BinjaiREDMOL.ID | Lebak, Banten | 28 April 2026 – Gabungnya Wartawan Indonesia (GWI) mengecam keras dugaan tindak pidana pengeroyokan terhadap seorang jurnalis berinisial C I, yang diketahui aktif tergabung di media Justice Post. Peristiwa tersebut terjadi di Kampung Karang Anyar, Desa Muara, Kecamatan Wanasalam, Kabupaten Lebak, Banten, dan kini telah dilaporkan ke pihak kepolisian.
Kasus ini tengah ditangani oleh Polsek Wanasalam di bawah naungan Polres Lebak. Laporan resmi tercatat dalam Surat Tanda Penerimaan Laporan (STTLP) Nomor: STTLP/S/IV/2026/SPKT/POLSEK WANASALAM/POLRES LEBAK/POLDA BANTEN, yang diterbitkan pada Selasa dini hari (28/04/2026) pukul 03.03 WIB.
Pelapor dalam kasus ini adalah Cepi Umbara, seorang nelayan setempat. Ia menjelaskan bahwa insiden bermula pada Senin malam (27/04/2026) sekitar pukul 20.50 WIB saat korban sedang berbincang santai terkait aktivitas melaut. Namun, percakapan tersebut diduga memicu emosi salah satu terlapor berinisial Suarta alias Warta.
Situasi sempat mereda, tetapi kemudian kembali memanas ketika terlapor bersama sekitar 10 orang lainnya diduga mendatangi rumah adik korban. Mereka disebut datang menggunakan tujuh sepeda motor dan diduga membawa senjata tajam seperti celurit dan parang.
Para pelaku kemudian diduga melakukan aksi brutal dengan mendobrak pintu rumah dan menganiaya korban secara bersama-sama. Korban sempat berupaya melawan menggunakan alat seadanya, namun kalah jumlah dan tidak mampu menghindari serangan bertubi-tubi.
Akibat kejadian tersebut, korban mengalami luka serius di bagian kepala dan wajah, sehingga harus mendapatkan perawatan intensif di rumah sakit terdekat.

GWI dalam pernyataannya menegaskan bahwa tindakan kekerasan terhadap jurnalis merupakan bentuk ancaman nyata terhadap kebebasan pers dan demokrasi.
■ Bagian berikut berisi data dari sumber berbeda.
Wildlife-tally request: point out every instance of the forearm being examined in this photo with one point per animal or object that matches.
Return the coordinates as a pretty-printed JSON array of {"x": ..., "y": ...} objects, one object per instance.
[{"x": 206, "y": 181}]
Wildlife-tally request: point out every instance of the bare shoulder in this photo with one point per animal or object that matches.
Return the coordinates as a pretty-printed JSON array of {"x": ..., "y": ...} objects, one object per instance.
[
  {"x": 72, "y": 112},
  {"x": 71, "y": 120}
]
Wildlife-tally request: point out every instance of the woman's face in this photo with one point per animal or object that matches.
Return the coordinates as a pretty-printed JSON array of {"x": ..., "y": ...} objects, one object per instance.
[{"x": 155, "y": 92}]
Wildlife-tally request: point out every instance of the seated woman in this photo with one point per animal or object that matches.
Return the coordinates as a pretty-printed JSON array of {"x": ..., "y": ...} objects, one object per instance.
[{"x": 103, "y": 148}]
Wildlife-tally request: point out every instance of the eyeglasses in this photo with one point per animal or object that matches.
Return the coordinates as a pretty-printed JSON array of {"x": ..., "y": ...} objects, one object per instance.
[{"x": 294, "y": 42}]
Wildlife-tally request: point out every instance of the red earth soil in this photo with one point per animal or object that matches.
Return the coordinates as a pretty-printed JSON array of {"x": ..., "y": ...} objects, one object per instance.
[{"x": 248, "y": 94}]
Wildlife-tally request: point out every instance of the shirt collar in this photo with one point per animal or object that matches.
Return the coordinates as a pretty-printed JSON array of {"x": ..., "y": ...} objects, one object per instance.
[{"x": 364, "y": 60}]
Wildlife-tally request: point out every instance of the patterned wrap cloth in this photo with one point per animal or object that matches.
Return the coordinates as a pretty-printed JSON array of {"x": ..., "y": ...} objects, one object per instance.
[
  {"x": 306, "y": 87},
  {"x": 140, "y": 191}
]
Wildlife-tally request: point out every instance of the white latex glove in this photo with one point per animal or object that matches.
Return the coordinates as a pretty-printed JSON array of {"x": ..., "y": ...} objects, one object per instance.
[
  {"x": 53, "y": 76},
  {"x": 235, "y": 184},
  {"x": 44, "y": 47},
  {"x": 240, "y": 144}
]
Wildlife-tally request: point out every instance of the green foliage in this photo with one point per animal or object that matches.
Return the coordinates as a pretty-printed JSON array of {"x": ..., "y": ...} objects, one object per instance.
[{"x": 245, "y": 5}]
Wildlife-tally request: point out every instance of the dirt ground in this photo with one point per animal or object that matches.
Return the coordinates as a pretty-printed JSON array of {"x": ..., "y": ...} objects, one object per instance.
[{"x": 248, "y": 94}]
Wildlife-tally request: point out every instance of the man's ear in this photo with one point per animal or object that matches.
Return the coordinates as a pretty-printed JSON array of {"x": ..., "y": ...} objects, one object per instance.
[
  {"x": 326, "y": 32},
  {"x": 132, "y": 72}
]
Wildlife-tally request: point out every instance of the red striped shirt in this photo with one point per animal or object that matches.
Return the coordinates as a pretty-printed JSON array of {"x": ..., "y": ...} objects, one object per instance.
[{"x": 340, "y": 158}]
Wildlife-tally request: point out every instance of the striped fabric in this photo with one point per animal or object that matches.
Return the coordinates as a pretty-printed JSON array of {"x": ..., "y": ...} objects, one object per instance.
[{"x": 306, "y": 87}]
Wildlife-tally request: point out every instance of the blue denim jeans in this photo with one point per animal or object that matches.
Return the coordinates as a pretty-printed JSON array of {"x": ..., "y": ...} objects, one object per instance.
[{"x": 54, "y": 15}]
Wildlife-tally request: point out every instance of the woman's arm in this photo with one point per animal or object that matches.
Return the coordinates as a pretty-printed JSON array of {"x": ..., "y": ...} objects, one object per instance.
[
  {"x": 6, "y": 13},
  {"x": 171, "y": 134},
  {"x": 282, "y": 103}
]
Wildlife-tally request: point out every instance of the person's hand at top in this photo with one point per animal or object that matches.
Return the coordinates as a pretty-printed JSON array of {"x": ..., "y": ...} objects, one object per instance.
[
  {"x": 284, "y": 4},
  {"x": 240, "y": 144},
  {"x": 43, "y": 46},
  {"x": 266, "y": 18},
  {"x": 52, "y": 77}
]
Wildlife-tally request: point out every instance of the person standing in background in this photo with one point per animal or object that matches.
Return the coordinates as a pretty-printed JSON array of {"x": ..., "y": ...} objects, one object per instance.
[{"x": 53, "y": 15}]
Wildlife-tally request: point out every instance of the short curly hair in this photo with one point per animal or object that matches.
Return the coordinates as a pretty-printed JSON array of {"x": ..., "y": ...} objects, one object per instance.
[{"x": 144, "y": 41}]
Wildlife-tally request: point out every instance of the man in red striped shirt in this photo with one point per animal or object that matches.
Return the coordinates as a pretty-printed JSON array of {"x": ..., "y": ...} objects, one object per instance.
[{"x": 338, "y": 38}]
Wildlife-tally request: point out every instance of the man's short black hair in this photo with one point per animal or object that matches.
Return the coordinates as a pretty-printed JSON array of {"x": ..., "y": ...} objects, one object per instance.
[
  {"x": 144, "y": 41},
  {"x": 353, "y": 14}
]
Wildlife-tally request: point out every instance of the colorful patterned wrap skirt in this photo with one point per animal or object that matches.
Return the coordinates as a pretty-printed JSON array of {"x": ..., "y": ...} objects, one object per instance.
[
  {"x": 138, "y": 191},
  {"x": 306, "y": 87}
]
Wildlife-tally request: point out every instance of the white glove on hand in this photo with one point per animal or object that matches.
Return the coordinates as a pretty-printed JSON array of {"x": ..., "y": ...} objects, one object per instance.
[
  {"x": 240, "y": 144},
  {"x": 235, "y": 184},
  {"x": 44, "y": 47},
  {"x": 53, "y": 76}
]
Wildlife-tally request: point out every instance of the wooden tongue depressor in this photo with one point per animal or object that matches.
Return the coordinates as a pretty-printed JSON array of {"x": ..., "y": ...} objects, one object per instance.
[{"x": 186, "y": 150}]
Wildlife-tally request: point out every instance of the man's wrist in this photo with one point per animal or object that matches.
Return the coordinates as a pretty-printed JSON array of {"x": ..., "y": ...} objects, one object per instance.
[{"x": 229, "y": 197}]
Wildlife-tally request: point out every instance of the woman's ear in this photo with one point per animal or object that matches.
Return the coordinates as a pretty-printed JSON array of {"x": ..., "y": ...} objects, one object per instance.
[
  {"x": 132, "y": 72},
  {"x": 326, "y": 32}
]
Organisasi tersebut mendesak aparat penegak hukum untuk segera menangkap seluruh pelaku serta mengusut tuntas motif di balik aksi pengeroyokan tersebut.
Secara hukum, peristiwa ini diduga melanggar sejumlah ketentuan dalam Kitab Undang-Undang Hukum Pidana, di antaranya Pasal 170 tentang pengeroyokan, Pasal 167 terkait memasuki rumah tanpa izin, serta Pasal 406 mengenai perusakan barang. Dugaan ancaman juga dapat dikaitkan dengan Pasal 335 KUHP, serta berpotensi melanggar hak konstitusional warga negara sebagaimana diatur dalam Pasal 28G ayat (1) Undang-Undang Dasar 1945.
Pihak kepolisian menyatakan bahwa laporan telah diterima dan saat ini masih dalam tahap penyelidikan guna mengungkap seluruh pihak yang terlibat serta motif kejadian.
Peristiwa ini menimbulkan kekhawatiran di tengah masyarakat, mengingat aksi kekerasan berkelompok dengan menggunakan senjata tajam berpotensi mengganggu keamanan dan ketertiban lingkungan.
Korban dan pihak keluarga berharap aparat penegak hukum dapat bertindak tegas, profesional, dan transparan dalam menangani kasus ini, demi menegakkan keadilan serta memberikan rasa aman bagi masyarakat.